The Morton Building was built in 1910 by Monroe Morton, a prominent, local, African-American business man. He owned over 30 buildings, the Morton being the largest. At one time the Morton building formed the core of the downtown Black business district.

Many of Athens' Black doctors, dentists, and pharmacists practiced in the Morton Building. Among these were Dr. Ida Mae Johnson Hiram, the first Black woman to be licensed to practice medicine (dentistry) in the State, and Dr. William H. Harris, one of the founders of the Georgia State Medical Association of Colored Physicians, Dentists and Druggists. The theatre was opened on May 18, 1910 for vaudeville acts and those of local, regional and national performers. Duke Ellington, Cab Calloway, Bessie Smith, Louis Armstrong and Ma Rainey performed at the Morton during its heyday. During the 1930s, the theatre was modified to become a movie house. In 1954, a small fire broke out in the projection room. After a fire marshal's inspection, the 500-plus seat theatre was padlocked for failing to offer adequate emergency exits. Various street level businesses continued their operations.

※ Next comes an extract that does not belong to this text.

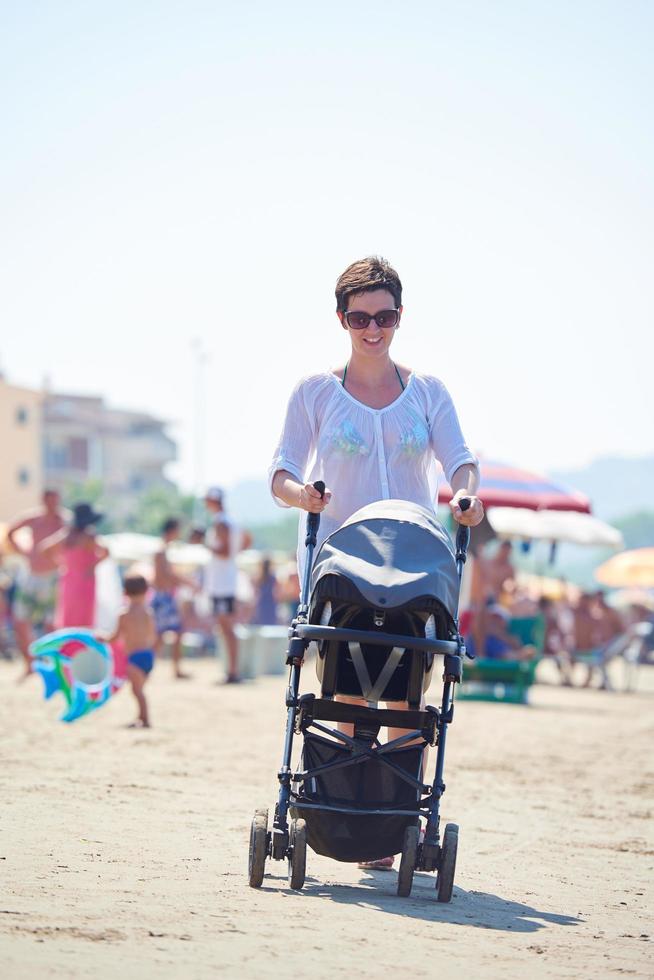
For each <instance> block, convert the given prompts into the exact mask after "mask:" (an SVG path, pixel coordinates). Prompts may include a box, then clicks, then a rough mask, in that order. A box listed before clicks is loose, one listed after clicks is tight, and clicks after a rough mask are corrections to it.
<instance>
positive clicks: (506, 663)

In 1980, using a combination of state and federal funds, the building was purchased by the nonprofit Morton Theatre Corporation. Local bands such as Dreams So Real, The B-52's and R.E.M. occasionally used the building for rehearsal space and filming music videos. In 1987, the citizens of Athens-Clarke County came to the rescue of the Morton through the passage of the Special-purpose local-option sales tax referendum that included the rehabilitation of the theatre.

In 1991, ownership of the building was handed over to the Athens-Clarke Unified Government. In the fall of 1993, followed by the signing of a management agreement between the Athens-Clarke Unified Government and the Morton Theatre Corporation, the theatre was re-opened. The government provides staff and operating support to enable the theatre to function as a community performing arts space, while the non-profit Morton Theatre Corporation develops programming and manages facility rental policies and procedures.